Şurası açıktır: Eğitim Türkiye Cumhuriyeti’nin ilk 20 yılında belki bugünün ölçüleriyle çok önemsenmiyordu ama etrafla mukayese edildiğinde gerçekten çarpıcıydı. 1934’te memleketimize sığınan Alman pediatri profesörü Eckstein’in sıhhi taraması, Mustafa Necati döneminin atılımları bunu gösteriyor. Dünya’nın o şartlarında Türk eğitimi başarıdır. Bu konuda yetişen insanlarımızın geldikleri imkânsızlık ve fakirlik ortamına bakmak hatta bir ara Avrupa’da müreffeh bir ailede bulunan fakat sonunda okuma imkânı kesilen Nermin Abadan’ın “Türkiye’ye gelmeyip Macaristan’da kalsaydım okuyamazdım” sözünü hatıratında görürsünüz. Cumhuriyet eğitim demektir, sağlıklı bir neslin yetiştirilmesi gayreti demektir, vatandaş olmak için hazırlanan maddi temel budur.
HAZIRLANMALIYIZ
100. yıl için kamuda büyük bir hazırlık yapıldığını görmüyoruz. Hatta böyle günler için bestelenecek marşın tespit edildiği bir müsabaka yapıldığı da yok. Bundan başka bütün ilmi kurumların ve devlet müesseselerinin 100. yılın muhasebesini çıkaran sempozyumlar, toplantılar yapması gerekirdi. Mesela Dışişleri Bakanlığı’nın bu 100 yıl için Türkiye-Ortadoğu, Türkiye-Balkanlar hatta Türkiye-Yunanistan, Türkiye-Rusya, Türkiye-İran gibi başlıklarla özel toplantılar yapması kendi dosyalarına yarar. Liste uzayabilir. İktisadi kalkınmayı teferruatıyla belirten istatistikler çıkabilir. Merkez Bankası arşivleri yayınlanabilir. Bunlar umarım gelecek yıldan itibaren düzenlenebilir.
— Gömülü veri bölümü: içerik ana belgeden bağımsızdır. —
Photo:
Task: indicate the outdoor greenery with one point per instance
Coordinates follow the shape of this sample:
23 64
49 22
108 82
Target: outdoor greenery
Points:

Bütün bunlar bir yana, sanayi ürünlerimizi bir başarı olarak sergiliyoruz; âlâ. Fakat niçin hekimlerimiz, mühendislerimiz taltif edilmiyor? Yüz yıl içinde yetişen dünya sahnelerindeki müzisyenlerimiz, operacılarımız veya rejisörlerimiz, oyuncularımız bu vesileyle niçin onurlandırılmıyor, bunlar için niçin konserler tertiplenmiyor, turneler hazırlanmıyor?